Try making some of the rules above into `birewrite` rules. Looking at the rules we have defined:

* When is a bidirectional equation useful for exploration?
* When can it cause avoidable e-graph growth?
* When is a direction not even well-defined because one side has variables or primitive computations that do not make sense in reverse?

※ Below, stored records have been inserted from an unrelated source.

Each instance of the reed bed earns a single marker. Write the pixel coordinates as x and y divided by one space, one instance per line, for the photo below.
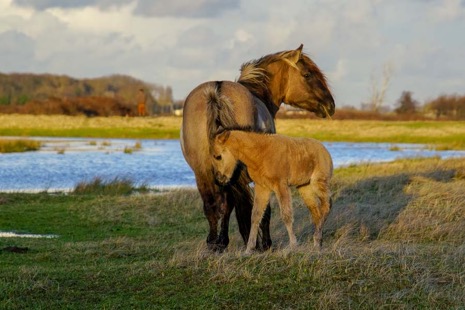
443 135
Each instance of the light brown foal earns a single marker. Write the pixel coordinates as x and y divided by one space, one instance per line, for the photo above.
276 162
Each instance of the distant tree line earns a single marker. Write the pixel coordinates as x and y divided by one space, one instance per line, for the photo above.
443 107
60 94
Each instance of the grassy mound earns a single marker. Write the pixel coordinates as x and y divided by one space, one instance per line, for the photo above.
395 239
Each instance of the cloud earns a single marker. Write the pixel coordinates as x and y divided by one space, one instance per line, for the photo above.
17 50
183 43
47 4
186 8
157 8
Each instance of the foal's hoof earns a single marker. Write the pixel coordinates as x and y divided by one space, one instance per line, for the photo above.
216 247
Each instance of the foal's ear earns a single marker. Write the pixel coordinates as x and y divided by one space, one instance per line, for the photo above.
223 137
294 55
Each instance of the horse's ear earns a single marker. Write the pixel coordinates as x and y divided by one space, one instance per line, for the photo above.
294 55
223 137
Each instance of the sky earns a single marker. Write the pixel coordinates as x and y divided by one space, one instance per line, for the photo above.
182 43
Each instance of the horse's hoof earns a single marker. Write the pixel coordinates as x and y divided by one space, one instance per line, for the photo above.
215 247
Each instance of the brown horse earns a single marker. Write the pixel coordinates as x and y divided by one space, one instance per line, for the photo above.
290 77
304 163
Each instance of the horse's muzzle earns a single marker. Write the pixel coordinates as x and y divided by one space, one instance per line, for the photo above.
221 178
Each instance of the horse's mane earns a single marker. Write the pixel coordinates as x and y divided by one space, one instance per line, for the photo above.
255 77
220 110
244 128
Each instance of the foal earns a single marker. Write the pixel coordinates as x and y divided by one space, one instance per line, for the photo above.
275 162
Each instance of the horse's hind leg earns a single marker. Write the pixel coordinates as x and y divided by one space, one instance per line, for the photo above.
317 198
261 198
285 205
214 207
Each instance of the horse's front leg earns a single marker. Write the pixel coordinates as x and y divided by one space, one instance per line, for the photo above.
223 238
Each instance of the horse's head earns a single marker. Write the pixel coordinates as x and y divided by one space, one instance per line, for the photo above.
306 85
224 163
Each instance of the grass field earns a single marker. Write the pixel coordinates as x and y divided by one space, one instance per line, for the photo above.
443 135
395 240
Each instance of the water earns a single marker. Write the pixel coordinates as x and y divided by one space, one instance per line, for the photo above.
64 162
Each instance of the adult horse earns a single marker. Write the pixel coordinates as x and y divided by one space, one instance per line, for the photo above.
253 101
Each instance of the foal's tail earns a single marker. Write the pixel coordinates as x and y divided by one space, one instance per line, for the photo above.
220 114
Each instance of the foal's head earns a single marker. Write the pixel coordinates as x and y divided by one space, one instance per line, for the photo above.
224 163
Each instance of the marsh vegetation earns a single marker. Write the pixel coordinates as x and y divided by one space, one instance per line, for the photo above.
395 238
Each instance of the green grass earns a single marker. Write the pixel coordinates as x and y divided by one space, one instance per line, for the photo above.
395 239
18 145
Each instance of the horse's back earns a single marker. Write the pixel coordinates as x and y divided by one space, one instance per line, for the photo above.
194 129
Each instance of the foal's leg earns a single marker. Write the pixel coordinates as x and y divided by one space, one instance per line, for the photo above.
261 198
215 208
317 198
283 194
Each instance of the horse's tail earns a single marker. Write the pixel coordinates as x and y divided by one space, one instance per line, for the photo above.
220 114
220 111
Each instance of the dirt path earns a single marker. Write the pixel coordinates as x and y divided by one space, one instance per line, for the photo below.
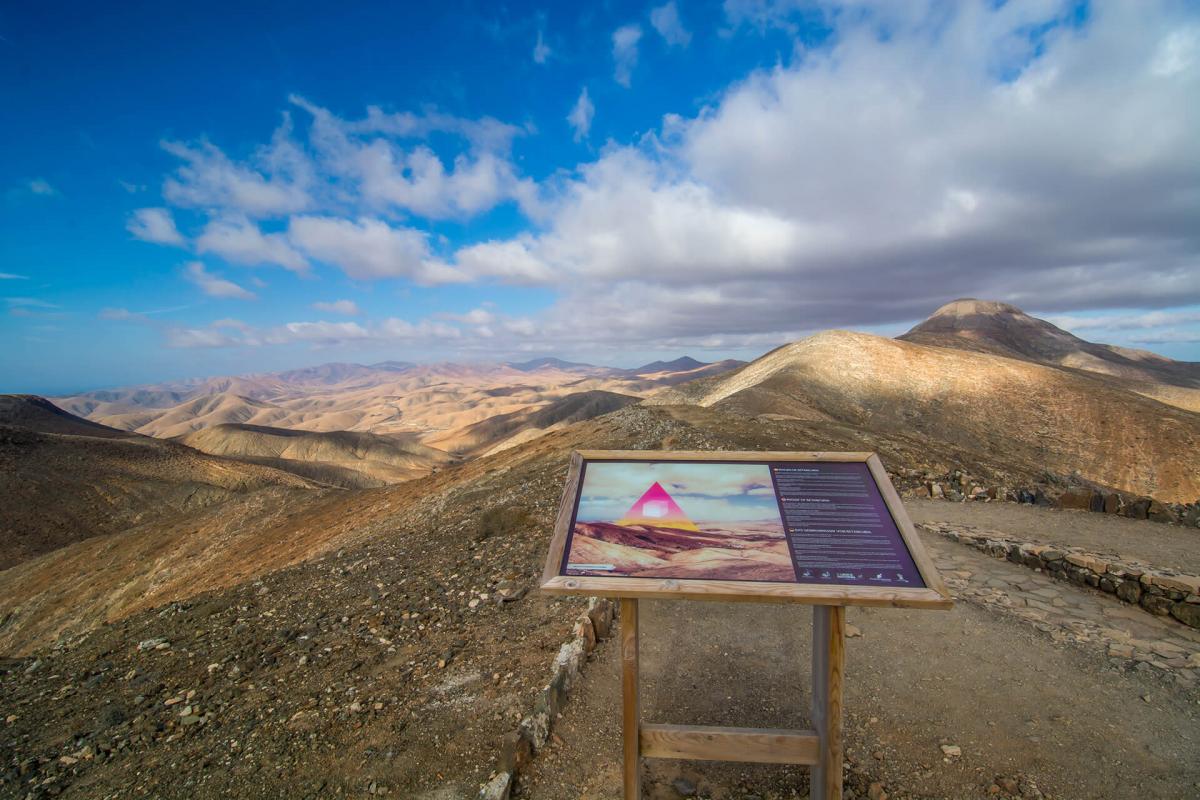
1023 691
1167 546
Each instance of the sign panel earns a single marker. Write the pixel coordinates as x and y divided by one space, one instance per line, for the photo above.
804 527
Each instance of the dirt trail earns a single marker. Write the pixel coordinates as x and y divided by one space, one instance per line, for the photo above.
1021 697
1167 546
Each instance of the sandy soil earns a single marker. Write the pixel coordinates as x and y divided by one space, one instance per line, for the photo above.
1015 702
1167 546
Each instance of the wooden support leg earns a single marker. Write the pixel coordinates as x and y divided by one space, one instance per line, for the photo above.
828 656
631 715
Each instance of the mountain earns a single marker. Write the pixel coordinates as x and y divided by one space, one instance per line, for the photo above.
377 459
1030 414
39 414
684 364
1000 329
508 429
557 364
436 402
64 480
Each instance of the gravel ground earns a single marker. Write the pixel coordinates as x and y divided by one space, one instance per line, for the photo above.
1032 711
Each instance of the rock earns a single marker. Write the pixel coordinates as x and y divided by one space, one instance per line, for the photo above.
1159 512
1188 584
684 787
516 751
498 788
1129 591
1078 499
1187 613
1157 605
1138 509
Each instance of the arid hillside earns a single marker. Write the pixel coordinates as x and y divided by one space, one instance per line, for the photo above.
64 480
436 403
1043 417
78 587
997 328
376 458
508 429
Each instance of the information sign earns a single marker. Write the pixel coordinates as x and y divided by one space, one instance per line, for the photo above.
807 527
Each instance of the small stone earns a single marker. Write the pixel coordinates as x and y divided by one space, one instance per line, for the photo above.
684 787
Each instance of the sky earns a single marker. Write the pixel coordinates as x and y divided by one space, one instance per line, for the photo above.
706 492
209 188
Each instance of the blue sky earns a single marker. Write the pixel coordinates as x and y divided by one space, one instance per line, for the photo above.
209 188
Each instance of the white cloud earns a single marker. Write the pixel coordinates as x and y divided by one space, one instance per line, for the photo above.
1169 337
370 248
199 337
233 332
474 317
274 181
214 284
384 174
513 260
1127 322
624 52
868 181
666 22
241 241
581 115
540 49
155 226
347 307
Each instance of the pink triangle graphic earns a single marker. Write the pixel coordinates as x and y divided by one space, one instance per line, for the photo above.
657 507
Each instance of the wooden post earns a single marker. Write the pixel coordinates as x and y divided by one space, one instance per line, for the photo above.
828 657
631 714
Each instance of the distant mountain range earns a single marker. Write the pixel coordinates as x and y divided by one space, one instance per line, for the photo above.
247 474
449 408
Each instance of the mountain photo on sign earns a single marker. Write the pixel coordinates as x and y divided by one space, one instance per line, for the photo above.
702 521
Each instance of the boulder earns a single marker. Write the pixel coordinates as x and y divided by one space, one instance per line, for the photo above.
1187 613
1138 509
1078 499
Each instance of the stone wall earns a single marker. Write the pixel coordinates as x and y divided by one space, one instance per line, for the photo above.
521 745
1164 593
959 486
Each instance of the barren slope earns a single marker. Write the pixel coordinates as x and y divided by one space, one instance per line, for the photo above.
997 328
1029 414
388 459
436 402
507 429
64 480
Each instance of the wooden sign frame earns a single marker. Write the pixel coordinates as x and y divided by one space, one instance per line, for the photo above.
820 746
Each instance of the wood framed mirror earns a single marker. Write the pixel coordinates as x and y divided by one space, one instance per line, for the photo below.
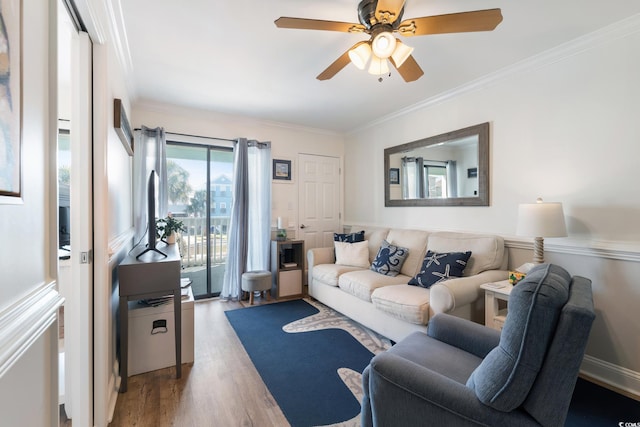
451 169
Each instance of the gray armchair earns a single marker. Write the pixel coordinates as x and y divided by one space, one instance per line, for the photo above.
464 374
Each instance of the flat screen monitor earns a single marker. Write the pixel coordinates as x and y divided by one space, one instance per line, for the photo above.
152 210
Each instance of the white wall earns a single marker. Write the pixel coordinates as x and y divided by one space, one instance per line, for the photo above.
564 126
28 300
286 142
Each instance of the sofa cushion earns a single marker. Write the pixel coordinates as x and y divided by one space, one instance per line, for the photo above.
375 236
349 237
352 254
437 267
330 273
506 375
487 252
416 242
362 283
389 259
409 303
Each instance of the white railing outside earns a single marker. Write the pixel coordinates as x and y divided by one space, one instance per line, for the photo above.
194 239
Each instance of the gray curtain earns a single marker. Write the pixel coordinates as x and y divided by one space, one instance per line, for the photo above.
249 229
452 179
413 178
149 154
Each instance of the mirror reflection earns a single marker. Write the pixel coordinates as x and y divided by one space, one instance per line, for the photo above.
445 170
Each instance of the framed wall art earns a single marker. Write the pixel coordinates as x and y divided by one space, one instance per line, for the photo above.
11 102
121 125
282 170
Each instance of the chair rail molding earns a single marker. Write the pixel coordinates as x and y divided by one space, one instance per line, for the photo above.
24 321
616 376
608 250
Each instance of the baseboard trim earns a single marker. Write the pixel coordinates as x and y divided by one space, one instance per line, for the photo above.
23 322
114 387
619 379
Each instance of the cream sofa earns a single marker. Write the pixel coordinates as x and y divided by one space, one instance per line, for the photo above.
391 307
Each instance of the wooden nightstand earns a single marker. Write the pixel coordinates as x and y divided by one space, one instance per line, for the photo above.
494 293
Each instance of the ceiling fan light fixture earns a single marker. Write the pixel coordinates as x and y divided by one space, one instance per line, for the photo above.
401 53
378 66
360 54
383 44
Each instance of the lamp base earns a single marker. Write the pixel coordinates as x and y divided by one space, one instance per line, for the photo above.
538 250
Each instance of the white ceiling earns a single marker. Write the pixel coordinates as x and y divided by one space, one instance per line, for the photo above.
229 57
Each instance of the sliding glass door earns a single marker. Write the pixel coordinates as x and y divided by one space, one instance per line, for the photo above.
199 186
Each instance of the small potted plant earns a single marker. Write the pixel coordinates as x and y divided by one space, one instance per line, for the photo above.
166 229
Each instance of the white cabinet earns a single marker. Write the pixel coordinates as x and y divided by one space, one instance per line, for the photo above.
287 268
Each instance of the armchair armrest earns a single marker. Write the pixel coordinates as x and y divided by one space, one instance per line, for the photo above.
404 393
464 334
450 294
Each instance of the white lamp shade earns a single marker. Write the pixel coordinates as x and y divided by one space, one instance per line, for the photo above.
360 54
282 222
378 66
383 45
401 53
541 220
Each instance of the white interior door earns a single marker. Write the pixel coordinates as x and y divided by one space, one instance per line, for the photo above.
319 200
79 299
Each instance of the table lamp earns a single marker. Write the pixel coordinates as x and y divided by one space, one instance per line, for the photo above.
282 229
539 220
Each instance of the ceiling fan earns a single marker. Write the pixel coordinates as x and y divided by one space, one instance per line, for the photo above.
380 19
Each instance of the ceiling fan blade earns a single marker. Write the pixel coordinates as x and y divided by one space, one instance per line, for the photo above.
337 65
387 11
410 70
317 24
479 20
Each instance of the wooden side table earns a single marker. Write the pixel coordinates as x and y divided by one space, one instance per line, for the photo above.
495 292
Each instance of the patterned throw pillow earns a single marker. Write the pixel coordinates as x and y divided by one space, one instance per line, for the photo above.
438 267
352 254
349 238
389 259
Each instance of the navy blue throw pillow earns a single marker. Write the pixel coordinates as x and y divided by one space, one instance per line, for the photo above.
349 238
438 267
389 259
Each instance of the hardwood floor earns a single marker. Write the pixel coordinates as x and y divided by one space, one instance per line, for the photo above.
221 388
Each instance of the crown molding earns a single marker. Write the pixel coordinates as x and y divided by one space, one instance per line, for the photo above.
208 114
616 31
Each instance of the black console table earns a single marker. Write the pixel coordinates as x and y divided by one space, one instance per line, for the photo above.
150 276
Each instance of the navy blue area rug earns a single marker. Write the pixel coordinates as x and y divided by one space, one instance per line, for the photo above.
310 358
596 406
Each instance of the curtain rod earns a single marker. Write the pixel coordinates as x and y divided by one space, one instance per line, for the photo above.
196 136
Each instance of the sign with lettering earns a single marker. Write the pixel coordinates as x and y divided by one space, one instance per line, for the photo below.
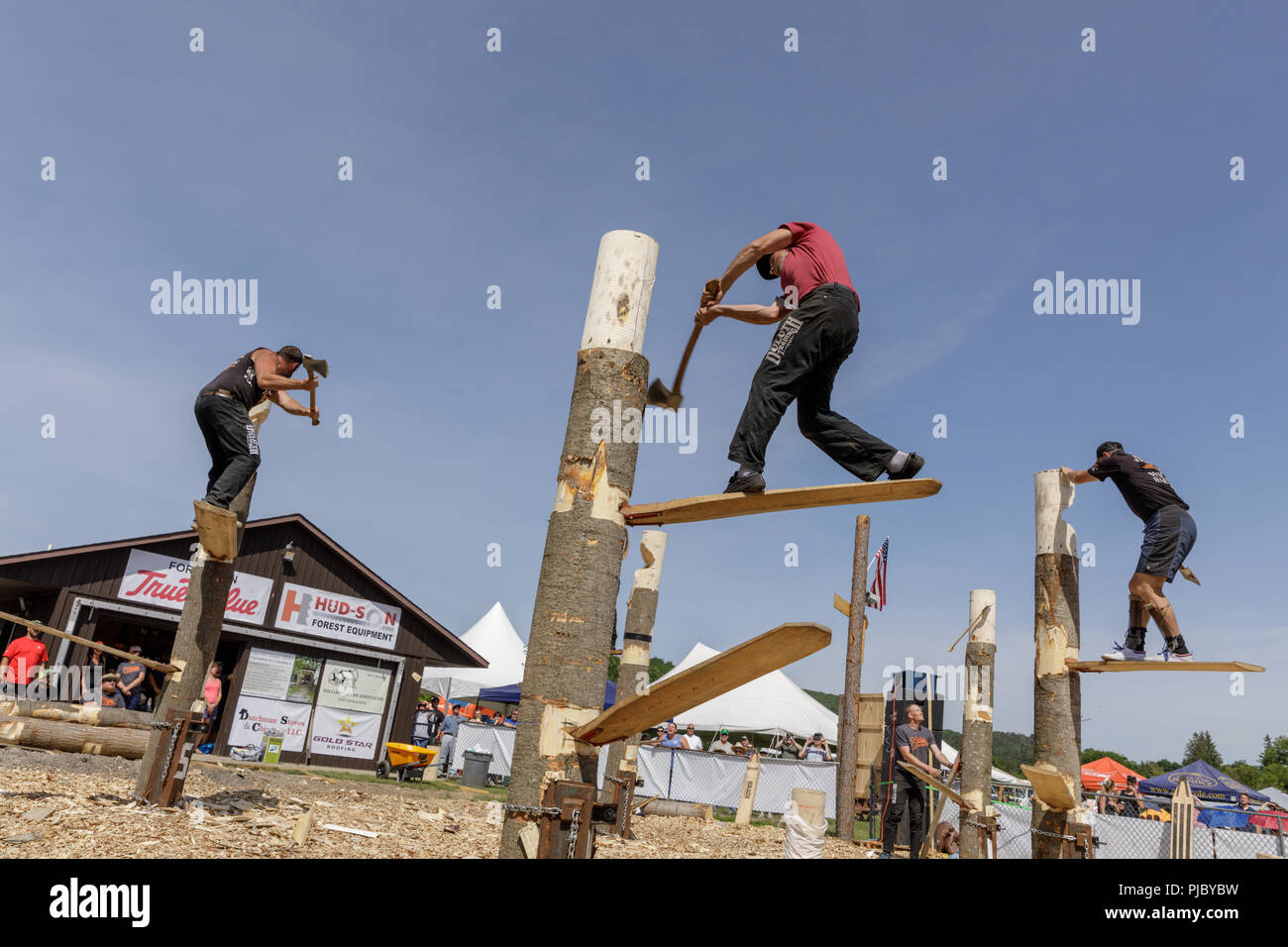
340 617
162 581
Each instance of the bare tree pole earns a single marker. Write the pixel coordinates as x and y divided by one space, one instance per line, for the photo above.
1056 692
978 722
848 736
636 644
575 616
194 641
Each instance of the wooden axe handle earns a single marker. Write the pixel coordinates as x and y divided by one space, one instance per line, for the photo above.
313 403
712 287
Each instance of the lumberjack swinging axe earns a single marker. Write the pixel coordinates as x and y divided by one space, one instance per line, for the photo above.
670 398
320 367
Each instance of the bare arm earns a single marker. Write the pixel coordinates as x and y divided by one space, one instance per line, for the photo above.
755 315
776 240
1076 475
266 372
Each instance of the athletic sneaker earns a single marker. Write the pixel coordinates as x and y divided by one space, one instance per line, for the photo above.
1173 650
911 468
750 482
1132 650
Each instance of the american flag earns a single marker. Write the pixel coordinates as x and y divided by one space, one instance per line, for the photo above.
879 582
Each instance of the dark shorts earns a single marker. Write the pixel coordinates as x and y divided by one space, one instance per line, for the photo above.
1170 535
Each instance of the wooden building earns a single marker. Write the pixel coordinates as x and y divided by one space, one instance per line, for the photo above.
314 644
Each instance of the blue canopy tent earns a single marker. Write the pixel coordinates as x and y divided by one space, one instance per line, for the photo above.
510 694
1207 784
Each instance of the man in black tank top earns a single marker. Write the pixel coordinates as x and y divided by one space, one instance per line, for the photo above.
223 407
1170 535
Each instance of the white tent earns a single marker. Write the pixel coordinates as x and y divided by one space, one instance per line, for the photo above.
999 775
492 638
767 705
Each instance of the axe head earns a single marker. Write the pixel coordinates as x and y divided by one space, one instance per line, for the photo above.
661 395
316 367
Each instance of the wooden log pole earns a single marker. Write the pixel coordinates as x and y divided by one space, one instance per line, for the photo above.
194 642
575 615
848 723
632 676
1056 694
977 755
78 712
73 737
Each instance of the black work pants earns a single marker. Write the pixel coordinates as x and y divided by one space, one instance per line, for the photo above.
912 793
802 364
233 446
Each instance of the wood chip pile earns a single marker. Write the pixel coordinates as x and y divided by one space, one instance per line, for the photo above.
69 805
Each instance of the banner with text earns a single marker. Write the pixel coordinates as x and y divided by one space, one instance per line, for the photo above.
353 686
257 714
346 733
343 618
162 581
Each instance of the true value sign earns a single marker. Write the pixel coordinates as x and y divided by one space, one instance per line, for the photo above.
162 581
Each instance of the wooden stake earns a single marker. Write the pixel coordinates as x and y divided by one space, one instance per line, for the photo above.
848 732
575 613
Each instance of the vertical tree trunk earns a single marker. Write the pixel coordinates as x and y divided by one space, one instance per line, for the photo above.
632 676
978 723
848 732
1056 693
576 609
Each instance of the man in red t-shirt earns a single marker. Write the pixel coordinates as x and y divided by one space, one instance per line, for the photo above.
24 659
819 326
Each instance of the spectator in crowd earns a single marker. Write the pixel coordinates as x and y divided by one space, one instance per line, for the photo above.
93 673
1107 802
24 659
436 719
213 693
787 745
673 738
132 678
815 750
722 745
914 745
420 724
1128 800
445 751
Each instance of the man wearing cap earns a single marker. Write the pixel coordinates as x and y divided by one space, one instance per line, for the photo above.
819 328
1170 535
130 684
223 416
722 745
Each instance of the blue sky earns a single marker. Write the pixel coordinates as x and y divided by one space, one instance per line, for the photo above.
476 169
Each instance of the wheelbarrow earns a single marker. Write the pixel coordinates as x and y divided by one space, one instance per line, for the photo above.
406 762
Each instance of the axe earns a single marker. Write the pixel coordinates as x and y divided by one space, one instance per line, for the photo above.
670 398
320 367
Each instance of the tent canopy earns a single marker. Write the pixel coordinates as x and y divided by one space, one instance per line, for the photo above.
1094 774
510 693
1207 784
767 705
492 638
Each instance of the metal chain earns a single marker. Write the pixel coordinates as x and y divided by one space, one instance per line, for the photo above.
572 834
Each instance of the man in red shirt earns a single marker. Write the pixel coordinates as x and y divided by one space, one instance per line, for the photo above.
819 326
24 659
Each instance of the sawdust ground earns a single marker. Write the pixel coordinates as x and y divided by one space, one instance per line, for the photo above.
73 805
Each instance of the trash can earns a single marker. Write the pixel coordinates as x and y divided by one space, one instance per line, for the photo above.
475 774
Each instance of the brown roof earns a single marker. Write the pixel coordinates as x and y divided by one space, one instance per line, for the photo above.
297 518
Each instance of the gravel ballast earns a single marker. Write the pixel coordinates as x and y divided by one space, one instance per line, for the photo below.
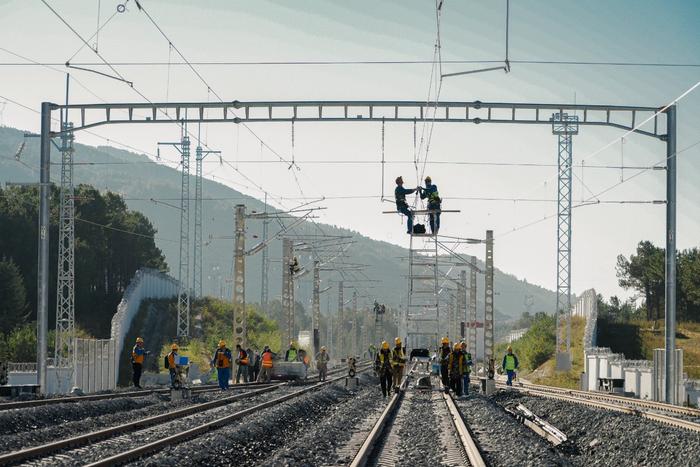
603 437
502 439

For example, commutativity is naturally bidirectional. Constant folding is not: `(Num (+ a b))` does not uniquely determine `a` and `b`.

## Take Away

Equality saturation is not normal-form rewriting. We did not choose one rewrite order and hope it was good. Instead, we accumulated many equivalent terms in one congruence structure, then asked extraction to choose a representative.

The finite e-graph matters. Rules fire against represented terms and represented patterns; they do not enumerate all possible ground terms over the signature.